Allerdings galt die Reisefreiheit nur eingeschränkt für Frauen, deren Platz zu Hause sein sollte. Erst im 19. Jahrhundert traten auch sie langsam als autonom Reisende in Erscheinung. Keine Reisefreiheit gab es außerdem für unfreie Untertanen auf dem Land. In Europa konnten Gutsherren bis ins 18. Jahrhundert den Bewegungsradius ihrer Knechte und Mägde beliebig einschränken und kontrollieren. Die Grenze der Welt lag für diese weitgehend rechtlosen Frauen und Männer nicht weit hinter der Grenze des Gutshofs, auf dem sie arbeiteten. Auf die Einschränkung des Rechts, woanders zu sein, reagierten die Betroffenen nicht selten mit Flucht.

Tatsächlich waren Flucht und Abwanderung immer ein großes Problem von Wirtschaftsordnungen, die auf unfreier Arbeit beruhten. Dies galt in besonderem Maße für die europäischen Kolonien. Die Spanier hatten Glück, dass die zentral- und südamerikanischen Regionen, in die sie vorstießen, dicht besiedelt waren. Allein Tenochtitlan (heute Mexiko-Stadt) hatte 1519, als die spanischen Eroberer es erstmals erblickten, bereits 150000 bis 200000 Einwohner und war größer als jede spanische Stadt der damaligen Zeit. Das Reservoir an Indios, aus dem die Kolonisatoren kontinuierlich Arbeitskräfte für die Silberminen von Mexiko oder Peru rekrutieren konnten, war nahezu unerschöpflich.

Im britisch dominierten nördlichen Amerika war die Lage eine ganz andere.
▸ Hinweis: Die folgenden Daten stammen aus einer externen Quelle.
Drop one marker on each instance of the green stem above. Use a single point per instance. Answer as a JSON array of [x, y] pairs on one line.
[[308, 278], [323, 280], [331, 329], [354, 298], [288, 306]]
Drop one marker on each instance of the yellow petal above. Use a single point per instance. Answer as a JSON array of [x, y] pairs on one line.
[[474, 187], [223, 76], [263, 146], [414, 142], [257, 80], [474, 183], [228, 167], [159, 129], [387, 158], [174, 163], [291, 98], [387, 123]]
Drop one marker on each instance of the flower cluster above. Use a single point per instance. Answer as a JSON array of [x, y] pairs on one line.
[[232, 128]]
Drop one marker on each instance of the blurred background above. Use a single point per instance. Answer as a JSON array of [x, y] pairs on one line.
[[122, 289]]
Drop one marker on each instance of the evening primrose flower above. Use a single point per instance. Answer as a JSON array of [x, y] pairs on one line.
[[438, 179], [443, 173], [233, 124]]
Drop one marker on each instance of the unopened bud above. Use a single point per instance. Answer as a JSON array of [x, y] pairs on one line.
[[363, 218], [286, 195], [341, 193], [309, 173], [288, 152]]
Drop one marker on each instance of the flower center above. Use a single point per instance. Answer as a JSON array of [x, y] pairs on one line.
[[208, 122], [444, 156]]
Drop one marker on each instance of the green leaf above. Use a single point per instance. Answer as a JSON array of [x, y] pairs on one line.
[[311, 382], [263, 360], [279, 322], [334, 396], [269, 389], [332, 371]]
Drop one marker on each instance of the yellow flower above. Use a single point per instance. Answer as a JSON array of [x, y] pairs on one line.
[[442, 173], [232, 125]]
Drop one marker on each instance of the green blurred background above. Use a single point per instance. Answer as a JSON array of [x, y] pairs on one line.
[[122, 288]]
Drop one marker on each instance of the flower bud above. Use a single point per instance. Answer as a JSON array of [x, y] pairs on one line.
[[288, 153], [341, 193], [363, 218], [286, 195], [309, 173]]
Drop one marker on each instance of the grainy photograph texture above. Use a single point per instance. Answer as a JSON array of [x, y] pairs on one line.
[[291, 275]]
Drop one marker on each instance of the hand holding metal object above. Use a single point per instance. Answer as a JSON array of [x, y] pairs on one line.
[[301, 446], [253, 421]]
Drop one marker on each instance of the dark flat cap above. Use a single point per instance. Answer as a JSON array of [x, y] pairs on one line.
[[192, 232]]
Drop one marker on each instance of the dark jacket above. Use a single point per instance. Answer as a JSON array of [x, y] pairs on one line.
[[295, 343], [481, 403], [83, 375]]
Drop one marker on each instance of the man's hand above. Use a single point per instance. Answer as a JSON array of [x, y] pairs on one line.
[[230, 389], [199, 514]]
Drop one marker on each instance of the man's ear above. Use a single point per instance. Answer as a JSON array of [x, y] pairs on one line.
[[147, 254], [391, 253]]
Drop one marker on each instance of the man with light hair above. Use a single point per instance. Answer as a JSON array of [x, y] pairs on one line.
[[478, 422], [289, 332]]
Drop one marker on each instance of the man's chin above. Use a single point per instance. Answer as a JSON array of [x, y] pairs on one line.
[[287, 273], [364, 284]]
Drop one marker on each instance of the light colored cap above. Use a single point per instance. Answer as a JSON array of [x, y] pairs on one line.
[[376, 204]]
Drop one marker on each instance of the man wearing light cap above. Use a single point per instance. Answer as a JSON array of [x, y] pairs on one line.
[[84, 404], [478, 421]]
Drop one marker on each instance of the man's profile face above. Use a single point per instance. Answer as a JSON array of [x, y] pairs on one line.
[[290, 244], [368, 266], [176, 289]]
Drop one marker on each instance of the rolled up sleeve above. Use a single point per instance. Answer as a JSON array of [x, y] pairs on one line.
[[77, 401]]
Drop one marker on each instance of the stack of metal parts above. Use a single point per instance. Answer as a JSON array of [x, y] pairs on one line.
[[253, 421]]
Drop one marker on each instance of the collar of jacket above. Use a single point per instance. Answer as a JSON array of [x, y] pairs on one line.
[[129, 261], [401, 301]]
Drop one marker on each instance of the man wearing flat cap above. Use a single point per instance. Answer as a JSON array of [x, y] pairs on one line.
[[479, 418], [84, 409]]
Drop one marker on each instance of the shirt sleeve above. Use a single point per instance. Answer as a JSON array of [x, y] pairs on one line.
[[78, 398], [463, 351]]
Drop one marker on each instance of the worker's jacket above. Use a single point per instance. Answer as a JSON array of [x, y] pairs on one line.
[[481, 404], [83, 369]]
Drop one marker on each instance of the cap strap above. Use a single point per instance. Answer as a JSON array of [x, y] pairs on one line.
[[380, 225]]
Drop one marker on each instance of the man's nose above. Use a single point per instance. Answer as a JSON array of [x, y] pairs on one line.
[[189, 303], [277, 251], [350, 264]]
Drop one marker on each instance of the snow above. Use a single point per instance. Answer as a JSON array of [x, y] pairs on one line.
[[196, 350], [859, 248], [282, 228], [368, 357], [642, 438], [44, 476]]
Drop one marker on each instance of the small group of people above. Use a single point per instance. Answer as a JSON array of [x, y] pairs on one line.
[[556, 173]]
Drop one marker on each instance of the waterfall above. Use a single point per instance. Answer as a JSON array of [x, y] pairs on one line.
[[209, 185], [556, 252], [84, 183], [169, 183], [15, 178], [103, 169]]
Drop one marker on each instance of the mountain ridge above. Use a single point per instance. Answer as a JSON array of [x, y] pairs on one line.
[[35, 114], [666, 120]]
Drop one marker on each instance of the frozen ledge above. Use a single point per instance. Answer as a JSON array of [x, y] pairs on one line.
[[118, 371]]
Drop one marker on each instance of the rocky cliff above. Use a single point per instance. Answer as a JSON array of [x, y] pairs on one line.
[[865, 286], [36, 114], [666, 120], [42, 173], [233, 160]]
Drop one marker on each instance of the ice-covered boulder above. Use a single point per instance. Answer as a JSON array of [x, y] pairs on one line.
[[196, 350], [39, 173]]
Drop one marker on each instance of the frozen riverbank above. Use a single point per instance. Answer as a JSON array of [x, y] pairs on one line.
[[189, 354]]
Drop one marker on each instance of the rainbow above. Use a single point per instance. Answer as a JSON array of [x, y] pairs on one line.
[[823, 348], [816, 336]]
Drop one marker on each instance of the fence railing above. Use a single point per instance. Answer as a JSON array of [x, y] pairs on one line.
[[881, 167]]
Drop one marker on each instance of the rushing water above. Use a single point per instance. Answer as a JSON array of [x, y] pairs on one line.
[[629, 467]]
Die Beziehungen zwischen Siedlern und Ureinwohnern waren von tiefem Misstrauen geprägt. In Virginia suchten die einheimischen Powhatan-Indianer die Nähe der Kolonistenfamilien manchmal nur aus einem einzigen Grund – um sie zu töten. So etwa im März 1622, als sie die Bevölkerung der Siedlung Jamestown dezimierten. Vor dem Hintergrund solcher Ereignisse erschien es vielen Grundbesitzern lebensgefährlich, Indianer in feste Beschäftigungsverhältnisse zu integrieren oder sie gar zu Zwangsarbeit zu verpflichten. Dort, wo sie es versuchten und überlebten, etwa in Maryland, mussten die Siedler feststellen, dass die neu gewonnenen Feldarbeiter bei jeder sich bietenden Gelegenheit auf Nimmerwiedersehen von den Plantagen ins Innere des Landes verschwanden.[52]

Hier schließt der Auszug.